Delve into the history of the world's largest Muslim country

Join us to examine Indonesia, the largest Muslim country in the world, from its origins to present day.

Faculty Author

Eric Tagliacozzo is a professor of history at Cornell University and director of the Comparative Muslim Societies Program. He specializes in the study of Islam around the world and in the history of waterways and international commerce.
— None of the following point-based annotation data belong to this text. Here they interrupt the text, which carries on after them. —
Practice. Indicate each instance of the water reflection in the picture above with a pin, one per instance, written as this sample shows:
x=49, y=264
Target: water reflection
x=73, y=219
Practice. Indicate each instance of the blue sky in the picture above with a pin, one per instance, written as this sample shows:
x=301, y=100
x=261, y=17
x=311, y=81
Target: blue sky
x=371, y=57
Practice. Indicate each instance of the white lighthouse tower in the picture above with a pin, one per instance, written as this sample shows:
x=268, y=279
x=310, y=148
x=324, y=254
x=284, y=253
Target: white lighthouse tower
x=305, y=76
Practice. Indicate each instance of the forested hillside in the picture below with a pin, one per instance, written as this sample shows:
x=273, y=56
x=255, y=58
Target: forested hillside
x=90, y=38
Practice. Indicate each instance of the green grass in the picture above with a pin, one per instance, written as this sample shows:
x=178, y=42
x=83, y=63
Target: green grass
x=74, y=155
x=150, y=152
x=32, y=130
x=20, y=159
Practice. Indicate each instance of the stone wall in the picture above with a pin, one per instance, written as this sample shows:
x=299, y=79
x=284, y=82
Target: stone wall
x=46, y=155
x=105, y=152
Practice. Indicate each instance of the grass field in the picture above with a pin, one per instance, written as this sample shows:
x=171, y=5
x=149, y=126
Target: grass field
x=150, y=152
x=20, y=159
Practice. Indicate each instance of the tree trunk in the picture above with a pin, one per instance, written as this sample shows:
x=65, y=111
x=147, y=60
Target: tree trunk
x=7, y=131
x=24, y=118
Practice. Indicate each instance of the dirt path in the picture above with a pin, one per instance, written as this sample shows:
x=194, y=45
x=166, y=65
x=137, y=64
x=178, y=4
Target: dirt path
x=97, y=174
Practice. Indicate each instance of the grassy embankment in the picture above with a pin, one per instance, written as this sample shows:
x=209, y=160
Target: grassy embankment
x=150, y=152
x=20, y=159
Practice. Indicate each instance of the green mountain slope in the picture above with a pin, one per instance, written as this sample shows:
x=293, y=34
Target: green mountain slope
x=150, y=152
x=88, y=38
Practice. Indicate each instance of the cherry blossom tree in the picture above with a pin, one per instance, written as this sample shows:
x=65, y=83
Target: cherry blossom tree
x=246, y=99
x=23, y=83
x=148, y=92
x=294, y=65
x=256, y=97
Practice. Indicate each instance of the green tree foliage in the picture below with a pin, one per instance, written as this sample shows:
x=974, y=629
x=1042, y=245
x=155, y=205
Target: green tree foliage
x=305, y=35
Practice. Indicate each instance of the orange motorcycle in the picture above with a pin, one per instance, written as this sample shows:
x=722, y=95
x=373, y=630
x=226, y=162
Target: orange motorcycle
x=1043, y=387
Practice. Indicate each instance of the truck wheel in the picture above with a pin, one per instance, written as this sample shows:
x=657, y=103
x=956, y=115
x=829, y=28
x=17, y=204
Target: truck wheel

He has also focused on the history of people, ideas, and materials in motion in and around the world's waterways, with a particular interest in the Indian Ocean.

Eric has written and edited numerous books about the cultural implications of trade between Asia, the Near East, and Africa, including Secret Trades, Porous Borders: Smuggling and States Along a Southeast Asian Frontier, 1865–1915 (Yale, 2005), which won the Harry J. Benda Prize from the Association of Asian Studies (AAS) in 2007. In 2011, Duke University Press published Eric's Chinese Circulations, and in 2014, Oxford University Press published Burmese Lives, a book of essays introduced and co-edited by Eric.

Benefits to the Learner

We’ll start with the oldest known records of this incredible place, when Hinduism and Buddhism washed over the archipelago.

 From there, we’ll proceed to the Age of Commerce, when ships of many lands sought out these islands, mainly for the wealth of spices that could only be found on these shores.

 A third lecture and discussion will focus on the eventual resistance to colonization, which was most studiously practiced by the Dutch.

 Through select readings, we’ll examine the Indonesian Revolution in the mid-20th century, which brought Indonesians their own nation, before exploring contemporary Indonesia during our final day together.